Mais, parce qu'on a donné le nom de générales aux idées, quand on les a considérées comme nous venant ou pouvant nous venir de plusieurs objets semblables, on a dit que les noms étaient généraux, quand on les a considérés comme s'appliquant, ou pouvant s'appliquer aux objets d'une même espèce.

Aucun homme n'a reçu de la nature une

imagination assez puissante, pour individualiser toutes les idées générales, à mesure que la succession des mots les fait passer devant son esprit. Il est rare que, dans la rapidité de la parole, nos raisonnemens faits avec des mots, pénètrent au delà de ces mots, et qu'ils atteignent immédiatement aux choses.

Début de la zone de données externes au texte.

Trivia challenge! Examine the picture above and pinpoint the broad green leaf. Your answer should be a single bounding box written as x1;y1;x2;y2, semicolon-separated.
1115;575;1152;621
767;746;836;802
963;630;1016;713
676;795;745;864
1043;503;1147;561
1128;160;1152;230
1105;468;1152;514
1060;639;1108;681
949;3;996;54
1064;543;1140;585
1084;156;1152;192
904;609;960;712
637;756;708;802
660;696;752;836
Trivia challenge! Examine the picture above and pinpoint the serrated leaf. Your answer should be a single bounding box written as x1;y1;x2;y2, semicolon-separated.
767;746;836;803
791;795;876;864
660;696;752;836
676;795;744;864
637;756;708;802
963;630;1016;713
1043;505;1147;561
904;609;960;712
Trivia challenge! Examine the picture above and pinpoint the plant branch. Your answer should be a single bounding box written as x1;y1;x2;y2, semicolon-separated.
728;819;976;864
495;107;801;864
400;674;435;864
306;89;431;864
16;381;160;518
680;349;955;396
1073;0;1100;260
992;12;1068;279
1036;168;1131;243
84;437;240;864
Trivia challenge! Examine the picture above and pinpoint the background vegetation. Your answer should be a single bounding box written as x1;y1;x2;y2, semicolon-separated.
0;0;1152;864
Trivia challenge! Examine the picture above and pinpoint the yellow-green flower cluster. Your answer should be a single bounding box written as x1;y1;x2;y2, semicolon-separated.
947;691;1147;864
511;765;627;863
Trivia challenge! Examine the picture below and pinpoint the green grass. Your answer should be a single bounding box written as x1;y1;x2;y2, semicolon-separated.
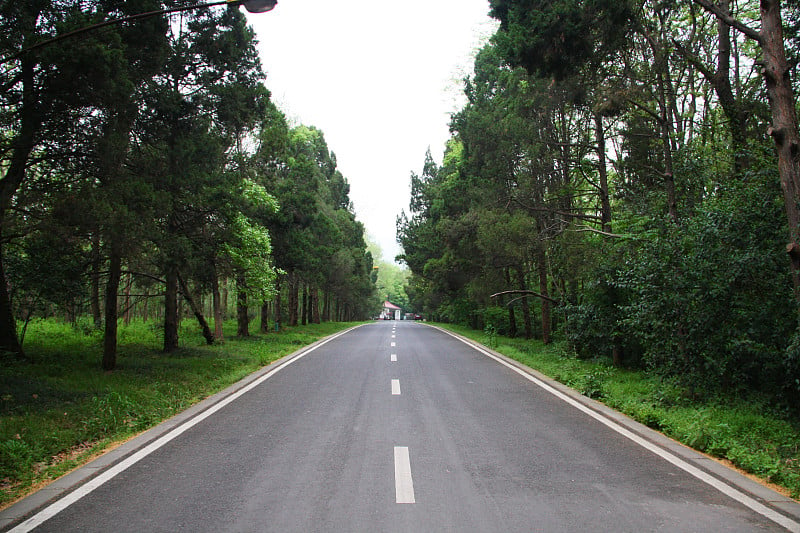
0;320;353;507
438;324;800;499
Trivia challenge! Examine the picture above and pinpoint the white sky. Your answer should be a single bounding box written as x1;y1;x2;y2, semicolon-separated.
248;0;495;261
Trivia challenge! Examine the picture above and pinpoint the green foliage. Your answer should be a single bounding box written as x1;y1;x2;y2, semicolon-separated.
0;319;352;503
438;326;800;498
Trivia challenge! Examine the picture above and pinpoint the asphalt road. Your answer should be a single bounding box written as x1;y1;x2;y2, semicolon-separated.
1;321;800;533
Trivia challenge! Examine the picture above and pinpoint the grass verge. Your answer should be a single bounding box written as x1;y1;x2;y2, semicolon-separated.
0;320;354;508
437;324;800;499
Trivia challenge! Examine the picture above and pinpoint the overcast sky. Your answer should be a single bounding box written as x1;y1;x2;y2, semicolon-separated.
248;0;495;261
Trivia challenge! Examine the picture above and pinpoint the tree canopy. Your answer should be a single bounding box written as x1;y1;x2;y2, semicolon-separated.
398;0;800;406
0;0;375;370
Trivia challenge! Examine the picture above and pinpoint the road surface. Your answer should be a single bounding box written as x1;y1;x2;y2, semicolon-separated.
1;321;800;533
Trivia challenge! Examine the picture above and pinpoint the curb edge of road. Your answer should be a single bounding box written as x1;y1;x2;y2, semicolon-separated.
425;324;800;522
0;324;363;531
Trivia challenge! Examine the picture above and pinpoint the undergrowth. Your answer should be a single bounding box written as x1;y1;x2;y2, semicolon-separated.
440;324;800;499
0;320;352;507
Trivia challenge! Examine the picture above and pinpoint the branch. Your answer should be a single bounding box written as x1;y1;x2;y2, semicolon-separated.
575;226;629;239
490;290;561;305
672;39;717;83
692;0;764;44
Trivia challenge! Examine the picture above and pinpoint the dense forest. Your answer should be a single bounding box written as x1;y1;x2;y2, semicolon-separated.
397;0;800;407
0;0;378;370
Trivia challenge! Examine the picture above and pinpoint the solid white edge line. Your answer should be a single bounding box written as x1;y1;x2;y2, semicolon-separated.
9;326;359;533
394;446;417;503
436;328;800;533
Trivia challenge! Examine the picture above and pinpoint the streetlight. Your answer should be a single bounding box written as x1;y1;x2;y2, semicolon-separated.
0;0;278;64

Ni vous, messieurs, ni moi, ne nous sommes fait des idées distinctes, correspondantes aux derniers mots que je viens de prononcer : rare, rapidité, raisonnement, dans, au delà, etc. nous n'avons eu ni le temps, ni la volonté de nous en former des images; et il en est ainsi de la presque totalité des mots qui entrent dans nos discours.

D'où il ne faudrait pas conclure avec Hobbes, que nos jugemens et nos raisonnemens consistent à saisir des rapports entre des mots, et que la vérité est une chose purement verbale; car alors, un perroquet bien dressé, serait aussi savant que l'homme le plus habile.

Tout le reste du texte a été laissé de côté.